Quote Originally Posted by Nelsonca61 View Post
Imagine how big our police force would have to be if every neighbour called them whilst having the tumbler to the wall listening out for arguments of the next door neighbours
The house I moved out of in Fairwater last year was in a terraced block of six and, for the first twenty years or so after it was built in 1963 our neighbours on one side were a young family where the father would come home drunk on a Saturday night quite often and I can remember being awoken quite often around midnight as a child by the shouting, arguing and general commotion coming from next door. The issue was something of a standing joke among the other families living nearby with the line "it must have been a full moon again on Saturday" often being trotted out.
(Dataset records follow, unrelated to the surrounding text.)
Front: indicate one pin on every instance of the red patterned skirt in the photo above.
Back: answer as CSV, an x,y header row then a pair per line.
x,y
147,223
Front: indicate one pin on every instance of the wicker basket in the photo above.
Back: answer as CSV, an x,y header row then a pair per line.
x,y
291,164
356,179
My mother was probably the best friend of the wife and the fact that, to the best of my knowledge, my parents never rang the police when he was playing up can probably be put down to my mum being told by the wife that her husband never resorted to physical violence (she also told her that she would leave him as soon as her kids grew up and she was as good as her word). However, some of the other neighbours obviously felt concerned enough on a few occasions by what they were hearing to dial 999 because I can remember the police coming to calm things down.
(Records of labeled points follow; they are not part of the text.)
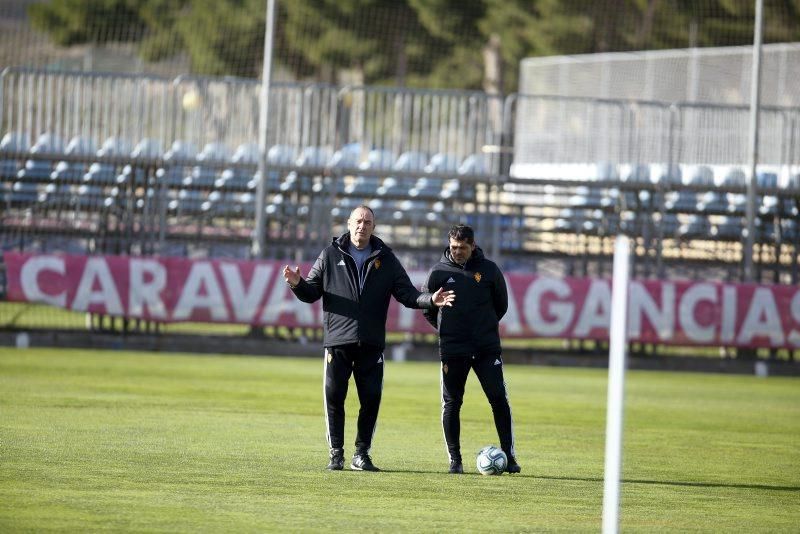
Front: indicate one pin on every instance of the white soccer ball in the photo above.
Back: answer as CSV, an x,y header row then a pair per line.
x,y
491,461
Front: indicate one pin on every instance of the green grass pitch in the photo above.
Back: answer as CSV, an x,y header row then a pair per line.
x,y
152,442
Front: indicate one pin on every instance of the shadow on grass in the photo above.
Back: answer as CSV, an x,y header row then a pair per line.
x,y
766,487
685,484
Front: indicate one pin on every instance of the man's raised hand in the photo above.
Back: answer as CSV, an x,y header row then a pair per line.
x,y
443,298
291,277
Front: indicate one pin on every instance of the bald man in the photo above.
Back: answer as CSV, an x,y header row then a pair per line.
x,y
355,276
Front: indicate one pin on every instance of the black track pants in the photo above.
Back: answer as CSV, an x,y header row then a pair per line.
x,y
489,370
366,366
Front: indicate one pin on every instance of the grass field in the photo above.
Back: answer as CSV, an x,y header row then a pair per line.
x,y
152,442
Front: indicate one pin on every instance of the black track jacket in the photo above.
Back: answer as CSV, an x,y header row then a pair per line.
x,y
472,324
350,314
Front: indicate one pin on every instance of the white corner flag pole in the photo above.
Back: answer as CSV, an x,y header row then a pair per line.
x,y
618,343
Similarly, when I was living in the house alone after it had been left to my siblings and I when my mother died in 1999, my neighbours on the other side for about seven years would often argue loudly first thing in the morning using dreadful and threatening language from both husband and wife. These arguments would sometimes spill outside their house and, again, I can remember the police being needed on two or three occasions, so, presumably, a neighbour had thought the disturbance worthy of a 999 call.

I got one with all three of the argumentative individuals pretty well on a personal level. Indeed, I can remember meeting the first man I described after not seeing him for about fifteen years in an odd conversation where I kept on trying to ask him about what his life was like now and getting nowhere because he couldn't stop apologising for his behaviour on those Saturday nights a quarter of a century earlier. It was obvious he was deeply embarrassed by what he had done and this didn't surprise me really because, just like my other noisy neighbours, he was a fundamentally decent human being.
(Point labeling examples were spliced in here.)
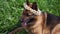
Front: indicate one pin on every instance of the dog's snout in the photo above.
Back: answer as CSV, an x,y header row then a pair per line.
x,y
21,20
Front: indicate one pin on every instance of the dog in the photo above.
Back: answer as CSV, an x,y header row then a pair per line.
x,y
38,22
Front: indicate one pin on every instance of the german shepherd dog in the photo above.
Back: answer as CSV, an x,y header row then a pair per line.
x,y
39,23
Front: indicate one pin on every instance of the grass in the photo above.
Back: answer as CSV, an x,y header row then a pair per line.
x,y
11,11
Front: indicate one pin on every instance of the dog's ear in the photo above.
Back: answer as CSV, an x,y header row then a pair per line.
x,y
27,2
34,6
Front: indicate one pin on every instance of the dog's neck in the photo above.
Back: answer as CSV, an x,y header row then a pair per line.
x,y
31,10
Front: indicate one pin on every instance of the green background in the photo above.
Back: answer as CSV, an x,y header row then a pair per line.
x,y
11,11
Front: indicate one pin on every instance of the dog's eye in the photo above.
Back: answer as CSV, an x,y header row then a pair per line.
x,y
28,14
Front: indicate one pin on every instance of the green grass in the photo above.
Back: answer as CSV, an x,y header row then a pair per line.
x,y
11,11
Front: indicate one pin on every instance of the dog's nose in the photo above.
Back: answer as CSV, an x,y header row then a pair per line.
x,y
21,20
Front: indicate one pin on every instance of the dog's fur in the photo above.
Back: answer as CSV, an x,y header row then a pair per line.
x,y
45,23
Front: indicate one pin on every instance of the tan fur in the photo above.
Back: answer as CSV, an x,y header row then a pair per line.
x,y
56,29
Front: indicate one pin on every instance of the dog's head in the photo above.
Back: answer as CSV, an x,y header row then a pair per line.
x,y
28,17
However, if any of the three were ever to be one of two candidates in a contest to elect our next Prime Minister, my vote (provided I had one!) would go, without hesitation, to their opponent and I would consider it my duty as a UK citizen to let other voters know about their character defects if asked.

That's why trying to make out that Boris Johnson, at this point in his life, is just like anyone else when it comes to incidents such as the one that happened on Friday morning doesn't wash with me I'm afraid.